State of Developers: Want to know where you, as a developer, are most likely to find work and earn the best salary? Check out the map above. Column Five collaborated with Lucidworks to redraw the map of the United States according to the number of developers in each state. This map is part of a larger infographic (click through for the whole thing) that also contains average salaries by state and region and the percentage of the overall employed population that are developers. All data comes from the Bureau of Labor Statistics.
On the Job: You can’t discuss work without talking about time. In Forbes, Niall McCarthy has charted the ten cities in the U.S. with the longest workweeks – factoring in both hours on the job and time spent commuting. New York City topped the list, but workers in the Big Apple don’t put in the longest hours at the desk; San Franciscans claim that crown. The concept of this graphic is good, but we wish the chart was interactive and the data source (or sources) were linked. Do our readers have time to improve on this visualization?

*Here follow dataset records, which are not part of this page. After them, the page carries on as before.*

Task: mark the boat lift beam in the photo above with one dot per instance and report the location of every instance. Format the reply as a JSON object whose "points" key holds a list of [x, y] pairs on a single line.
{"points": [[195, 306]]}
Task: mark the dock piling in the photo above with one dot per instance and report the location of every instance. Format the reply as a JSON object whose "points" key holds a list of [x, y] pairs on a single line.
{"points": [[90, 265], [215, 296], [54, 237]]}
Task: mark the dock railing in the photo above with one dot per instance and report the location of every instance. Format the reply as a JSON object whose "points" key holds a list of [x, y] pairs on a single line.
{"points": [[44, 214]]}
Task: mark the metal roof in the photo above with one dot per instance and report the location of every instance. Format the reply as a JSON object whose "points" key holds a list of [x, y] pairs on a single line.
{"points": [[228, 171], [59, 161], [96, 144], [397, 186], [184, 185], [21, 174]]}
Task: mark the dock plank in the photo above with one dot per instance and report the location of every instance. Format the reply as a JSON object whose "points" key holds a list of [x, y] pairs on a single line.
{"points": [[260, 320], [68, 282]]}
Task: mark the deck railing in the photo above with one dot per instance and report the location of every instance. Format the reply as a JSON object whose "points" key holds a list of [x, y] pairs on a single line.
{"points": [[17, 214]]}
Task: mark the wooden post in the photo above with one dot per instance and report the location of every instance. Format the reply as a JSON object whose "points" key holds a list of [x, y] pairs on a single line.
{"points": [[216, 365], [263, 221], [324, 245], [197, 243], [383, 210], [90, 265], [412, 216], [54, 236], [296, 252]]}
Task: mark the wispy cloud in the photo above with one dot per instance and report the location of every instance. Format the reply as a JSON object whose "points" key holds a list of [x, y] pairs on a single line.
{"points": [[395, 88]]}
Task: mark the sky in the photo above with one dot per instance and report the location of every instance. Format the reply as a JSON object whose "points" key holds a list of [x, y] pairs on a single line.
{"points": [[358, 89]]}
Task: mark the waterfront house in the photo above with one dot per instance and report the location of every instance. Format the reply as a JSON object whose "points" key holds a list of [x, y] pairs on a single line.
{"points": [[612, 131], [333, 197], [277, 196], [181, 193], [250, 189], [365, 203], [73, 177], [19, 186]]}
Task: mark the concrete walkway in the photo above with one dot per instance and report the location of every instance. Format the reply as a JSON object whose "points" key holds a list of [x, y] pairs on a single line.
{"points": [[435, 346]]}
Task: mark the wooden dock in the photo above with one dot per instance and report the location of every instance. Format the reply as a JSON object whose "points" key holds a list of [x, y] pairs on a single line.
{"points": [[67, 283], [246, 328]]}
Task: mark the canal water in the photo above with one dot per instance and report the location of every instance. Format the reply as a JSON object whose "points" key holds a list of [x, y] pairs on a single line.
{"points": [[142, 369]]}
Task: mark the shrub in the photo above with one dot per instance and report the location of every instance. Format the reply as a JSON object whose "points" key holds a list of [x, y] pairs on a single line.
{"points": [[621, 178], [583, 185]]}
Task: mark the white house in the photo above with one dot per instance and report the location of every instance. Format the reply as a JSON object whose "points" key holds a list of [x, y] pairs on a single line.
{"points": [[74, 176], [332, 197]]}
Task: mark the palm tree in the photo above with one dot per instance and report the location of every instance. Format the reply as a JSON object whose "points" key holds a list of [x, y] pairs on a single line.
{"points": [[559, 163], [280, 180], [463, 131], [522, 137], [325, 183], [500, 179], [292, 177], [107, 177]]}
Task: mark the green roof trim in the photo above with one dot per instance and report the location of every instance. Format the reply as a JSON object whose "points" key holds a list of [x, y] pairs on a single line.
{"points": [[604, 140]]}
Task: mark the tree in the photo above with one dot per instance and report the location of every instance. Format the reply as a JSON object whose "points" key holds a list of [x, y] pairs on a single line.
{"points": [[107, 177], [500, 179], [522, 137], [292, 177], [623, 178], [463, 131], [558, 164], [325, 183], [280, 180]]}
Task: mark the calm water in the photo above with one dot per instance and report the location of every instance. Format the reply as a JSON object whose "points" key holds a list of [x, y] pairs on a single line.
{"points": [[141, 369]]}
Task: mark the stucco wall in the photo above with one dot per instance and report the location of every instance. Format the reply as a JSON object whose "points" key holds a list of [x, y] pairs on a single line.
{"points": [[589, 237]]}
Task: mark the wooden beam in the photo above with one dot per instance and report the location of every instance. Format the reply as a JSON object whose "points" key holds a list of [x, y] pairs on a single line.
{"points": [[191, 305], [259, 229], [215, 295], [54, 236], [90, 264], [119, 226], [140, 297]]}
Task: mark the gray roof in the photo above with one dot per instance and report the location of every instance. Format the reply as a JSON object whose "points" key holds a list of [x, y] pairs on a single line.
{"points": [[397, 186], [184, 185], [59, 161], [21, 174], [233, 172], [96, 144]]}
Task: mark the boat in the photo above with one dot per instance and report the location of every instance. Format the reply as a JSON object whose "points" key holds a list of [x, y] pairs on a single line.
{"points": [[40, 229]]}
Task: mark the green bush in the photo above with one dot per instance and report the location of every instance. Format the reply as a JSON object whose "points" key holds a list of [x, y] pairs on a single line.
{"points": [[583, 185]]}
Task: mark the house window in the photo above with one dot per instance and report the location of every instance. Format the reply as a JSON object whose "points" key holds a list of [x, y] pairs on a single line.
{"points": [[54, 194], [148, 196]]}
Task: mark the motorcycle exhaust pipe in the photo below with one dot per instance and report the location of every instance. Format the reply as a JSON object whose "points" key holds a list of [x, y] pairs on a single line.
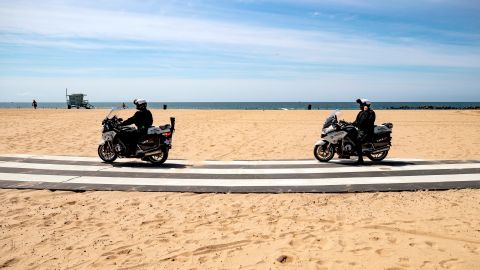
{"points": [[380, 150], [154, 152]]}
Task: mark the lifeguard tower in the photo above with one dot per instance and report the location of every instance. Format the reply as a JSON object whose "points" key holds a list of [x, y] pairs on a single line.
{"points": [[77, 101]]}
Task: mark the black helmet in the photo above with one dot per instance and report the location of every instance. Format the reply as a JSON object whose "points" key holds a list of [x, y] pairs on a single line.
{"points": [[364, 102], [140, 103]]}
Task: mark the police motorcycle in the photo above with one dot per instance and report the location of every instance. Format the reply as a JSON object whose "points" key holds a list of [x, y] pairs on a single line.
{"points": [[152, 146], [337, 137]]}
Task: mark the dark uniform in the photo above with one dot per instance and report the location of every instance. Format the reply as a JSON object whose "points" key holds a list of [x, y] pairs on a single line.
{"points": [[365, 123], [143, 120]]}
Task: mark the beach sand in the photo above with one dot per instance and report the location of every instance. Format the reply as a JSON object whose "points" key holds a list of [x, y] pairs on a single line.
{"points": [[132, 230], [241, 135]]}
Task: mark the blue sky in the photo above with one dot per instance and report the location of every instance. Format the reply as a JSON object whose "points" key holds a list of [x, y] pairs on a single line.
{"points": [[245, 50]]}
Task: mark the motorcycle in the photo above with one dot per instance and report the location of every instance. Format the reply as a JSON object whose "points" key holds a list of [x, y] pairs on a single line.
{"points": [[337, 138], [117, 141]]}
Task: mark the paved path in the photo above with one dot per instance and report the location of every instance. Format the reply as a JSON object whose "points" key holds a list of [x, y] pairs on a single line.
{"points": [[87, 173]]}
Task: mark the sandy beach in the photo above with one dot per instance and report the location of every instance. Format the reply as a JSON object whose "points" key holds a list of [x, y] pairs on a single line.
{"points": [[131, 230], [241, 135]]}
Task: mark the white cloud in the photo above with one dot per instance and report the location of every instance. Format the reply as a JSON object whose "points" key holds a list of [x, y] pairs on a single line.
{"points": [[63, 26]]}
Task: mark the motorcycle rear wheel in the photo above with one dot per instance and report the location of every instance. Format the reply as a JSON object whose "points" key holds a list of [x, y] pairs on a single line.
{"points": [[322, 153], [106, 153], [159, 158], [378, 156]]}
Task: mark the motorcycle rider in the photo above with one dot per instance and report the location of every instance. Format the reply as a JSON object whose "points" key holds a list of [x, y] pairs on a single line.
{"points": [[142, 119], [365, 122]]}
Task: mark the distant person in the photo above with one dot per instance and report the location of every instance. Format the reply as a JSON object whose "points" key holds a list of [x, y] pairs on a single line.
{"points": [[365, 122]]}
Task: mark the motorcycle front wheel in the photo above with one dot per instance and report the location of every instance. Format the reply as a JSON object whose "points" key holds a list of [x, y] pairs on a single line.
{"points": [[106, 153], [324, 153], [159, 158], [378, 156]]}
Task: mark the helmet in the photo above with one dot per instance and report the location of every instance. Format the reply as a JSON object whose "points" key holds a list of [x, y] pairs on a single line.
{"points": [[364, 102], [140, 103]]}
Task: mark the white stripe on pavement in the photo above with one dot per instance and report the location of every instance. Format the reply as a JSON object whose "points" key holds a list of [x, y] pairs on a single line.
{"points": [[160, 170], [240, 183], [35, 177], [207, 162]]}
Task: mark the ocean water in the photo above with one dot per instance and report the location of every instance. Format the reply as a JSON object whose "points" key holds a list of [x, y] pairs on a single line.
{"points": [[251, 105]]}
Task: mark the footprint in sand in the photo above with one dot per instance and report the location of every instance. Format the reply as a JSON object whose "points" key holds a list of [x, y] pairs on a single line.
{"points": [[448, 264], [384, 252]]}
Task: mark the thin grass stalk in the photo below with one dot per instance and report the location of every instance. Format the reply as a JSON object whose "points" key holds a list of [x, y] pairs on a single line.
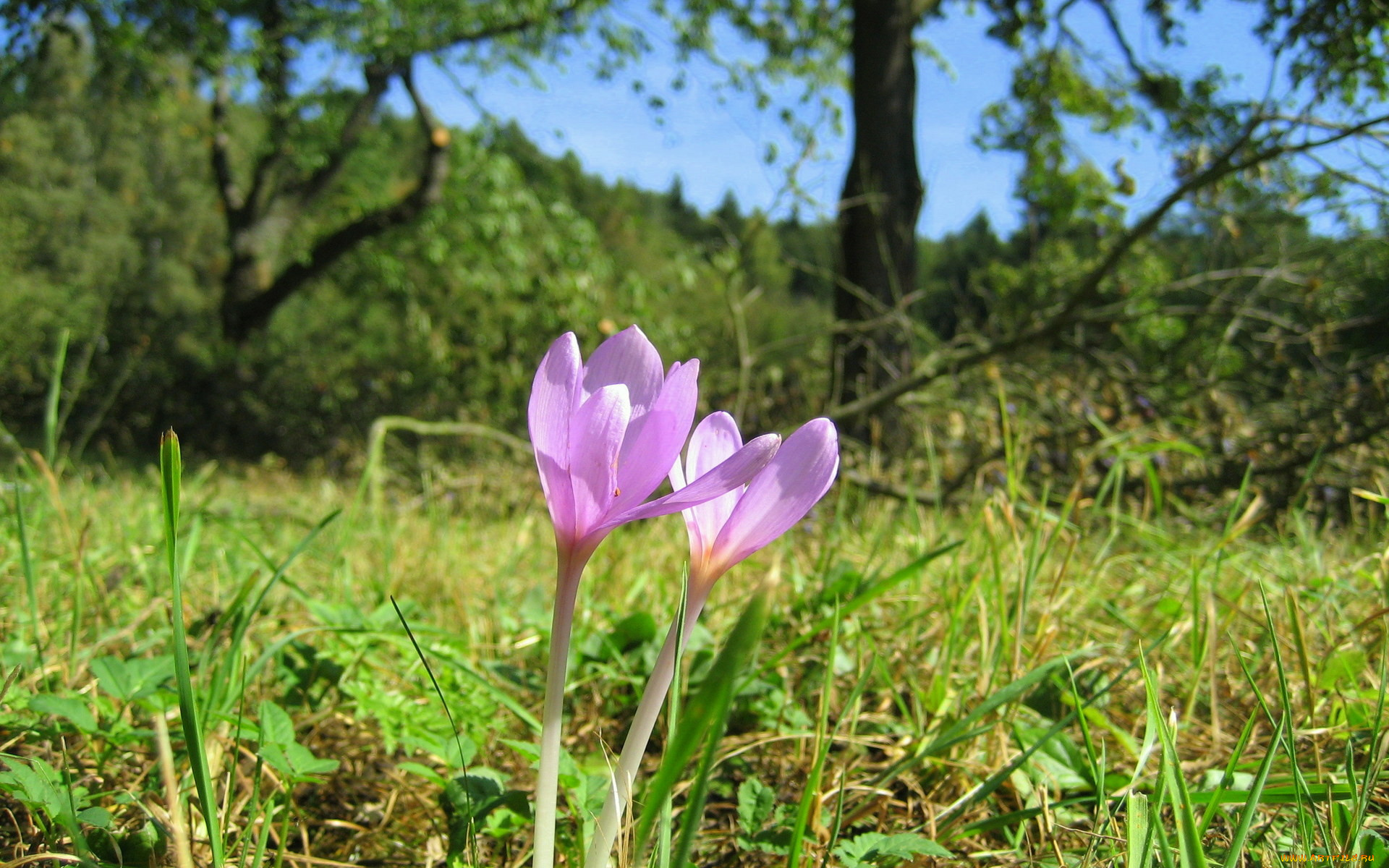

Safety in Numbers: If you’re a healthcare professional, do you work in a Grade A hospital? And if you’re a patient, is the hospital where you get treatment as safe as it can be? The Leapfrog Group has created Hospital Safety Score, an interactive website providing safety scores for 2,523 U.S. hospitals. Searchable by city and state, ZIP Code, or name, the site gives each hospital a letter grade, and lets you drill down to see performance in more than two dozen specific safety measures. Thanks to @MichaelSinger for delivering this baby to the Data Driven Digest.
Song of Data (bonus item): What can Big Data tell us about pop music? Quite a bit, say Matthias Mauch, Robert M. MacCallum, Mark Levy, and Armand M. Leroi. Writing in Royal Society Open Science, the researchers – you might call them the Fab Four of Data Science – used data mining techniques to analyze about 17,000 songs that appeared in the U.S. Billboard Hot 100 between 1960 and 2010. Their article, loaded with charts and detailed data analysis, identifies three stylistic revolutions in pop music – the biggest in 1991, with the rise of rap and related genres – and “points the way to a quantitative science of cultural change.”